We analyzed the expression profiles of 889 UBE2T-related cell cycle genes from the TCGA database to construct consensus clustering using 514 LUAD samples. Based on the cumulative distribution function (Fig. 5A) and function delta area (Fig. 5B), we chose k = 4, where UBE2T-related cell cycle genes appeared to be stably clustered, and obtained four subtypes designated as G1-G4 (Fig. 5C). Kaplan–Meier curves showed that the G3 group was associated with the best prognosis, whereas G2 and G4 groups had the inferior survival probability (Fig. 5D). The principle component analysis (PCA) diagram showed that the four subtypes were independent of each other (Fig. 5E). Moreover, the expression of UBE2T was downregulated in the G3 subtype with a good prognosis when compared with G2 and G4 subtypes with poor prognosis (Fig. 5F).
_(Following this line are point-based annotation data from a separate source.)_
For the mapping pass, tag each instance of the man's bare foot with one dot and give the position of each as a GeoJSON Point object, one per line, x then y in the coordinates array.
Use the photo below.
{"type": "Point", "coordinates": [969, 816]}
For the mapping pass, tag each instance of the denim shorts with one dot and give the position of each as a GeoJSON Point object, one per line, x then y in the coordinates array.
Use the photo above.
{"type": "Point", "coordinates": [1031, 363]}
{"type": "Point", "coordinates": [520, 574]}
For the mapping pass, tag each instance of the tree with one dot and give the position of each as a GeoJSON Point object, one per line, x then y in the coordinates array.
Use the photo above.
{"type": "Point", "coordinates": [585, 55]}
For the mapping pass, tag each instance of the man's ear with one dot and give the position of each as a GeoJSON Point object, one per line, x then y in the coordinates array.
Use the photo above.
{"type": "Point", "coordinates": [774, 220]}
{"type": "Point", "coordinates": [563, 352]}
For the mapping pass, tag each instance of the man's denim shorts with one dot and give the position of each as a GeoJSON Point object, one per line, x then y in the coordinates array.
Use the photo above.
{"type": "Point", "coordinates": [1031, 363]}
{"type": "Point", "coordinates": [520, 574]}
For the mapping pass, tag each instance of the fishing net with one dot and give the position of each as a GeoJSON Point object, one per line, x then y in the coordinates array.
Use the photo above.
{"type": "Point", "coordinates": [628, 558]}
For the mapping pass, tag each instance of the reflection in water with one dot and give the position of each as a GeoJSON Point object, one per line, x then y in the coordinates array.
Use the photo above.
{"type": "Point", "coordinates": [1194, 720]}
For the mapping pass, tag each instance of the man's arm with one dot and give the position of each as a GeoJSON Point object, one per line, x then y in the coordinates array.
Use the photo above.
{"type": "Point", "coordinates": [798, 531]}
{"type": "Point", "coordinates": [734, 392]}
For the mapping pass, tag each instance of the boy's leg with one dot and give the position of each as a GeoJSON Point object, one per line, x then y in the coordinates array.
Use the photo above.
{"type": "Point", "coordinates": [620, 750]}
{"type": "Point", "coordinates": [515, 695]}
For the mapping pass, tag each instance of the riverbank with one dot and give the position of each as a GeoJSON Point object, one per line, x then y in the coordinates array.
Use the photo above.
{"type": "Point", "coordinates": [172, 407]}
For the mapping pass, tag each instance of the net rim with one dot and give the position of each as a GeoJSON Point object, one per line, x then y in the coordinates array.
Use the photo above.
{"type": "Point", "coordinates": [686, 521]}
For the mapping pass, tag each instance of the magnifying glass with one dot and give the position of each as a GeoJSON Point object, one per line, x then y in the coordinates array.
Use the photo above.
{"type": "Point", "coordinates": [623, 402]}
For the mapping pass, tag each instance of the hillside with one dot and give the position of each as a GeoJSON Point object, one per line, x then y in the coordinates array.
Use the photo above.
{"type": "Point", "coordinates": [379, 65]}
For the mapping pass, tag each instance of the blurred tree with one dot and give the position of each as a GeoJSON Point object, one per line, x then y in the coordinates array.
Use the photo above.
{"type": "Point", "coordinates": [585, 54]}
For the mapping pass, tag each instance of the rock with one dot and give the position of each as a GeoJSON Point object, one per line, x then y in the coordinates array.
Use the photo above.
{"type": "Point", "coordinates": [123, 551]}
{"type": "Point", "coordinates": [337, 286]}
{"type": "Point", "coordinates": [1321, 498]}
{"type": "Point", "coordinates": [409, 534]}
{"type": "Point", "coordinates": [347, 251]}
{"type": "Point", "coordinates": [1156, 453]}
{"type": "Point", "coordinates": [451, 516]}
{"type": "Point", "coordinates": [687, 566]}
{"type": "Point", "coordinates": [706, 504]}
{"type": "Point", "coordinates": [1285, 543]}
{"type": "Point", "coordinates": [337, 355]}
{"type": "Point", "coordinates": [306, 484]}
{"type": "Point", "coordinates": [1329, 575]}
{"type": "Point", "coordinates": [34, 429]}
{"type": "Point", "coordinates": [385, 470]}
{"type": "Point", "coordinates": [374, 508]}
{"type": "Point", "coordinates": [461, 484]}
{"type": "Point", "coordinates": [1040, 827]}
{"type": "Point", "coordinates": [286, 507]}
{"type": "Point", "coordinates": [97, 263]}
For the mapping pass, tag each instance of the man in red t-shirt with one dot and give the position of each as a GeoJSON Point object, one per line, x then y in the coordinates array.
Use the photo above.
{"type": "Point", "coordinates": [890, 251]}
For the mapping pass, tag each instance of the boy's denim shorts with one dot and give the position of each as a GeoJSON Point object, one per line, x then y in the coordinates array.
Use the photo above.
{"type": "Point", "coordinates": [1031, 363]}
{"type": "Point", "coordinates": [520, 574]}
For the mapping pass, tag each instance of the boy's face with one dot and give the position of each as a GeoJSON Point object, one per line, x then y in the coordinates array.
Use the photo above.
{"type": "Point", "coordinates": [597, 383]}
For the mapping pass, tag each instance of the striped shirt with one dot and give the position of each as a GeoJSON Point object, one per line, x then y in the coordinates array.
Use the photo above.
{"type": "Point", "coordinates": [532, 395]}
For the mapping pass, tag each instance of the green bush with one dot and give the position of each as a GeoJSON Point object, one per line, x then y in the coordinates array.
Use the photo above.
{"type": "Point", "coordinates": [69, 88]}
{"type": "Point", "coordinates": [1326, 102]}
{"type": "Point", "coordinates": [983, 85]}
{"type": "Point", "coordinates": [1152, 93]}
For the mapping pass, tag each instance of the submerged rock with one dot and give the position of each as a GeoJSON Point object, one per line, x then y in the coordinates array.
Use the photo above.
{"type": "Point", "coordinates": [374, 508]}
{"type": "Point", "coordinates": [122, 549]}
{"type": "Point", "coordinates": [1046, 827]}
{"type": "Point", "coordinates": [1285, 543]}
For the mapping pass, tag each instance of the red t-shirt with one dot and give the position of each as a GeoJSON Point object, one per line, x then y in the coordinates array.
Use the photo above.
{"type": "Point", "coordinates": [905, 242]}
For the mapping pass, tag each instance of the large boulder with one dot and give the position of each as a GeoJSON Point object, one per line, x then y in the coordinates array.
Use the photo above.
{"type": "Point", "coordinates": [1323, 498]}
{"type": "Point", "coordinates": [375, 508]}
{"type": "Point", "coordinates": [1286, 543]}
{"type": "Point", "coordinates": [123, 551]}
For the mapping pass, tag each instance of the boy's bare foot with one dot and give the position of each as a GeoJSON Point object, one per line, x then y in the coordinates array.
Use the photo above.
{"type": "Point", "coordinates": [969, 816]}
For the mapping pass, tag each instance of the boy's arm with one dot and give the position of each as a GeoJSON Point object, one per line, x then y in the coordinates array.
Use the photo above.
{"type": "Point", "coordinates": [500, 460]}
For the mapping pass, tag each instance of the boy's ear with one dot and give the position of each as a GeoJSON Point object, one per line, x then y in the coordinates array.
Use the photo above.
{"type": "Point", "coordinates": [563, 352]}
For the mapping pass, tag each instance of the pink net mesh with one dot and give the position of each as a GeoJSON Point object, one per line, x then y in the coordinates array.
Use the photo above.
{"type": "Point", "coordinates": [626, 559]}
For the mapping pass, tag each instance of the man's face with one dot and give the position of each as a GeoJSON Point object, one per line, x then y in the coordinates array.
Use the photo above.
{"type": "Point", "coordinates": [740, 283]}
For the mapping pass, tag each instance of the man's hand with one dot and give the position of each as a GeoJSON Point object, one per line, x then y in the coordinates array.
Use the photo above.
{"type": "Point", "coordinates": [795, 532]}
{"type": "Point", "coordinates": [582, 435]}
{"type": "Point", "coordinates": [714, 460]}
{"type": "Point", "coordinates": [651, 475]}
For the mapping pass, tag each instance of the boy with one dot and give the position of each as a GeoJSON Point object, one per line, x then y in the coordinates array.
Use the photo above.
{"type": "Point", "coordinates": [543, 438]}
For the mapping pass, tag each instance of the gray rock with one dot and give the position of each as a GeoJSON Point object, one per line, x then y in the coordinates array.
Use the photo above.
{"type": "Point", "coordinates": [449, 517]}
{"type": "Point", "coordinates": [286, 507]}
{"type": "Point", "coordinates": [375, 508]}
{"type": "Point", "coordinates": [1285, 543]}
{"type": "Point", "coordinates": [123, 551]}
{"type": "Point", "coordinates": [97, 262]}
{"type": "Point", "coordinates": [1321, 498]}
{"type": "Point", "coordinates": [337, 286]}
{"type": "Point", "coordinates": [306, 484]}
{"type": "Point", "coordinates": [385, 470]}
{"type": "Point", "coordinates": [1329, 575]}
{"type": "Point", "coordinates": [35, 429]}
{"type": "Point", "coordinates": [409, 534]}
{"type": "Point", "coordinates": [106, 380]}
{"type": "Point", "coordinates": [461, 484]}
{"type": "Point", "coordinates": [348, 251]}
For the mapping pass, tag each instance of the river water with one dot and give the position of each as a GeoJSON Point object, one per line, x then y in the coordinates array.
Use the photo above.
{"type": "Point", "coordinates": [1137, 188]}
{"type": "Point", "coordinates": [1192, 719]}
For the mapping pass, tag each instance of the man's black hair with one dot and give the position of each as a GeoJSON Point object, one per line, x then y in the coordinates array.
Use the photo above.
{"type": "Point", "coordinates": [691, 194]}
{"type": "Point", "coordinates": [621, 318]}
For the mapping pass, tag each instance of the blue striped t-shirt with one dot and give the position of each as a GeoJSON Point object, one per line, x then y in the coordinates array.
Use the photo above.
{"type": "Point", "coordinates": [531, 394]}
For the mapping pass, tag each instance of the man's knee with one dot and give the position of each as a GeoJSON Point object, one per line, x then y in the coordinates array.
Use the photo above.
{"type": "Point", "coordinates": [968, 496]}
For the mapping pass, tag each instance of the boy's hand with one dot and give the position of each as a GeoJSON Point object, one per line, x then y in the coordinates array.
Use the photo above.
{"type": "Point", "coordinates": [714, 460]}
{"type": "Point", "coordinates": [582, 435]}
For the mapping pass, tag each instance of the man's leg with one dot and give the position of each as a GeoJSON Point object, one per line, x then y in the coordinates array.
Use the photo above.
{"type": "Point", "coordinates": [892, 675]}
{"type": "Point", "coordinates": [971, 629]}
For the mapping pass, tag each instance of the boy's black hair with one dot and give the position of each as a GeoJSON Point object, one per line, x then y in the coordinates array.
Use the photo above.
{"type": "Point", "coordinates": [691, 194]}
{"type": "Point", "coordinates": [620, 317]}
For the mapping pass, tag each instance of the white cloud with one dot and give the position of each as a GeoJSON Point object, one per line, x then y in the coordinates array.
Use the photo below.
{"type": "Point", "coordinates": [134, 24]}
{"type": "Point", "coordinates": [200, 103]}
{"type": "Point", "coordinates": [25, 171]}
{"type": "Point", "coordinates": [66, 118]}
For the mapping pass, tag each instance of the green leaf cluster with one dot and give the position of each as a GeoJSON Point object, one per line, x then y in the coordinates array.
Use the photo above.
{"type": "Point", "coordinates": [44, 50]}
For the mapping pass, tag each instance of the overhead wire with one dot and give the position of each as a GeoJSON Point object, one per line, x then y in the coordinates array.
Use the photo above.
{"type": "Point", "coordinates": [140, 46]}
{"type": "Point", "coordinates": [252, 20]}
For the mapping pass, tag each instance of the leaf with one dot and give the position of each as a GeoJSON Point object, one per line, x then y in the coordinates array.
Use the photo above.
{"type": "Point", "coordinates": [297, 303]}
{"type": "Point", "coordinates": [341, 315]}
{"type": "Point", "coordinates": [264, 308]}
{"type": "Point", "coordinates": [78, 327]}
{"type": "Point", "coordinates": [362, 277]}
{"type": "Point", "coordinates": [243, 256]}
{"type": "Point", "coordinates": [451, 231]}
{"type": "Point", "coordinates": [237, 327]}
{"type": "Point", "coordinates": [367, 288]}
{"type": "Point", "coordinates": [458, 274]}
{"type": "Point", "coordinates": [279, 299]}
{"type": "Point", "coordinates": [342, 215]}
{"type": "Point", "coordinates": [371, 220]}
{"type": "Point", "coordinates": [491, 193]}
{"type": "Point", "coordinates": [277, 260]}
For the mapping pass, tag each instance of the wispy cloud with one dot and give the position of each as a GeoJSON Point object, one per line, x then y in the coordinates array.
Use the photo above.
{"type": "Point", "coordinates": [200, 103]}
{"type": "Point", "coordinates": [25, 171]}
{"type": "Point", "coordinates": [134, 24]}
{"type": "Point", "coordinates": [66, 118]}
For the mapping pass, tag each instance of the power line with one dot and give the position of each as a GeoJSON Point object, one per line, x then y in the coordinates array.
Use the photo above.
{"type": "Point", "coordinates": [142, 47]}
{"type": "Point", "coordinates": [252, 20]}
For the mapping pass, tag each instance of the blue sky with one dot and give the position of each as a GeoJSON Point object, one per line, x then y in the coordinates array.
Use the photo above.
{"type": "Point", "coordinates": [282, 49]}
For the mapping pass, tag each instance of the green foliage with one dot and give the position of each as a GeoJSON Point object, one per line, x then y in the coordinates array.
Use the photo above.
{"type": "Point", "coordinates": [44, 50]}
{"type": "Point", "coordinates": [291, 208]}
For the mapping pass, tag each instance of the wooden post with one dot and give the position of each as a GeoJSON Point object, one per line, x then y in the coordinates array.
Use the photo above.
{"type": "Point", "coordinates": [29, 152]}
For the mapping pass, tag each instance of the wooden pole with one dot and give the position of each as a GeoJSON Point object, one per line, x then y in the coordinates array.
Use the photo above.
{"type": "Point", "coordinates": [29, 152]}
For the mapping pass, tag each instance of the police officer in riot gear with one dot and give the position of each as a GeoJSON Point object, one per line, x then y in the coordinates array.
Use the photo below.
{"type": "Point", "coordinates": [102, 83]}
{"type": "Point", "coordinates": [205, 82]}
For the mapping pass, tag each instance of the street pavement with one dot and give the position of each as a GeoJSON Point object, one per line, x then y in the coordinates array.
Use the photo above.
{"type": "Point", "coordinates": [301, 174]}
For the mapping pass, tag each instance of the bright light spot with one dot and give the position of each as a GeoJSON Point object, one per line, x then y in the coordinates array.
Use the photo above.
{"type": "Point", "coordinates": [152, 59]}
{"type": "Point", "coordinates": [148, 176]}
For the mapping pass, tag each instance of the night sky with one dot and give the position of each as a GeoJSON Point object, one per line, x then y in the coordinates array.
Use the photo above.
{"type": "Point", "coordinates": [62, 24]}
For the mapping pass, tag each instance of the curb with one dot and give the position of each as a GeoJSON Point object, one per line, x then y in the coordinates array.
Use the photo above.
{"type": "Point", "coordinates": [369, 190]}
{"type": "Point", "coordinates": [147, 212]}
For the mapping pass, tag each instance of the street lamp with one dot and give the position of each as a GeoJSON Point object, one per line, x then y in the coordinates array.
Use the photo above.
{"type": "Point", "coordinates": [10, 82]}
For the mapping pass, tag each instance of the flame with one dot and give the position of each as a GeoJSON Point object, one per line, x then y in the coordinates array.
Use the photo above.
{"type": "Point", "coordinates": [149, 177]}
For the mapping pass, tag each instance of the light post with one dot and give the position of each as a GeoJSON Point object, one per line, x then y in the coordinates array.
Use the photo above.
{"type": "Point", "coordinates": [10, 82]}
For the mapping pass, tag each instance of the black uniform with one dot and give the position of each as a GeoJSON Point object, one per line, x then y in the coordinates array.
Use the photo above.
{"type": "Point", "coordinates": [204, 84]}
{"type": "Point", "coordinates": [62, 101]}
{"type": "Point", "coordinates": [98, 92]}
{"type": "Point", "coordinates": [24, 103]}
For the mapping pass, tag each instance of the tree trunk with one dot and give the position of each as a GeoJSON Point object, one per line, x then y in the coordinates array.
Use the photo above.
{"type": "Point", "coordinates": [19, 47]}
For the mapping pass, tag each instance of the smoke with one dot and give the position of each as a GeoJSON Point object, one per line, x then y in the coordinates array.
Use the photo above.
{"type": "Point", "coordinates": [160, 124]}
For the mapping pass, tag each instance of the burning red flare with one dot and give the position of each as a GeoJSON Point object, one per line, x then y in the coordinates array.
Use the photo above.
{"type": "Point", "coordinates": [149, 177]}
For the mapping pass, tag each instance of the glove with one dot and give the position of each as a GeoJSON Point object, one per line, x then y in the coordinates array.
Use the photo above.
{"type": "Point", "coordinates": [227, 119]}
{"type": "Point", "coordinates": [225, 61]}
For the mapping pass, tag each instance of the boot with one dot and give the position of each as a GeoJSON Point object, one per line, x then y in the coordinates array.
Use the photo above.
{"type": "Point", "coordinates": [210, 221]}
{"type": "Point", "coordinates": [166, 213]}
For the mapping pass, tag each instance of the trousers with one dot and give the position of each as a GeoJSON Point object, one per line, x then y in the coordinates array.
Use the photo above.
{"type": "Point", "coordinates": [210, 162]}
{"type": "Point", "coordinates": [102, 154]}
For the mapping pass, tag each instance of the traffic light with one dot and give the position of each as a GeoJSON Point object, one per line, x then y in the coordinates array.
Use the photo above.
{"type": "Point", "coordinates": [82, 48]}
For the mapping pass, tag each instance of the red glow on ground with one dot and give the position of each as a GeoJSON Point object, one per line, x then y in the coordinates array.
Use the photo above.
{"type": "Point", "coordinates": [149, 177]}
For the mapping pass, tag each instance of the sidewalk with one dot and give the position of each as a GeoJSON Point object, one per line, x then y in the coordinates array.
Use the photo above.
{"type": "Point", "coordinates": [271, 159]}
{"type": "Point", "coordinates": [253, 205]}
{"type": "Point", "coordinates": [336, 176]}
We also obtained consistent prediction results in the ICGC cohort, demonstrating the feasibility of our prognostic model (Fig. 5G, H). We further checked the distribution of subtypes in different stages and metastatic states. Consistently, The G3 subtype with favorable prognosis dominated clinical stage I (Fig. 5I) and M0 (Fig. 5J). Interestingly, we also found that G3 subgroups had lower levels of cancer biomarkers than G2 and G4 subgroups (Fig. 5K). The prognostic signature-derived risk score was lower in the G3 group than that in G2 and G4 groups (Fig. 5L). These results suggested that UrCCG subtypes could be used to evaluate the degree of malignancy, metastasis, and prognosis of LUAD patients.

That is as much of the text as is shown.